What though the field be lost?
All is not lost; the unconquerable Will,
And study of revenge, immortal hate,
And courage never to submit or yield:
And what is else not to be overcome?
That Glory never shall his wrath or might
Extort from me.

That's powerful and emotional stuff. As is:

The mind is its own place, and in it self
Can make a Heav'n of Hell, a Hell of Heav'n.
What matter where, if I be still the same,
And what I should be, all but less then he
Whom Thunder hath made greater?
These moments, both from Book One, feel too distant from one another. The first book has this listing quality which distracts me. I am not smart to follow instructions.

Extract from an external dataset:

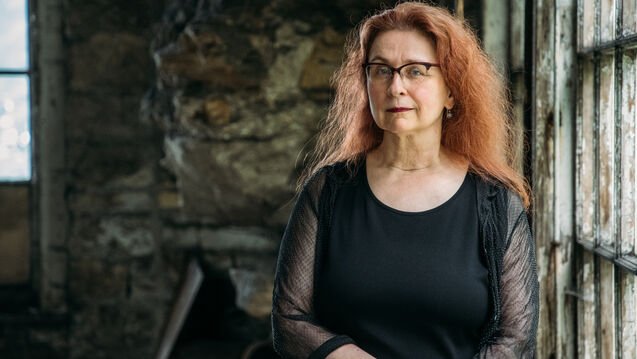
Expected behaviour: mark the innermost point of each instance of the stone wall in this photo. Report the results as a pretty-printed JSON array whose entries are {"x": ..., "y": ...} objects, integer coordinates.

Something like this from Marlowe's Doctor Faustus, itself primarily written in Blank Verse and what I believe Milton based the second quote on:

Meph. Why this is hell, nor am I out of it.
Think’st thou that I who saw the face of God,
And tasted the eternal joys of Heaven,
Am not tormented with ten thousand hells,
In being depriv’d of everlasting bliss?
O Faustus! leave these frivolous demands,
Which strike a terror to my fainting soul.
This is found throughout and keeps you engaged. It is a perfect play and in its poetry and does less with Milton's more. Verbal pacing is important to a long poem as much as it is to theatre or film. Poetry is an oral medium and requires a lot more than a novel because of the certain rules and restrictions of the voice and mind.

I will conclude my thoughts once I have read it fully. It may win me over. It may require studying certain sections.

edit: I understand Paradise Lost is an epic poem. I am simply asking if it should have been. I really like Milton's Samson Agonistes and I do not think that is an uncommon opinion nowadays. It is shorter and still conveys a grand biblical story. You follow it because it feels it has pace and so Samson as a characters captivates. It has drama for that reason.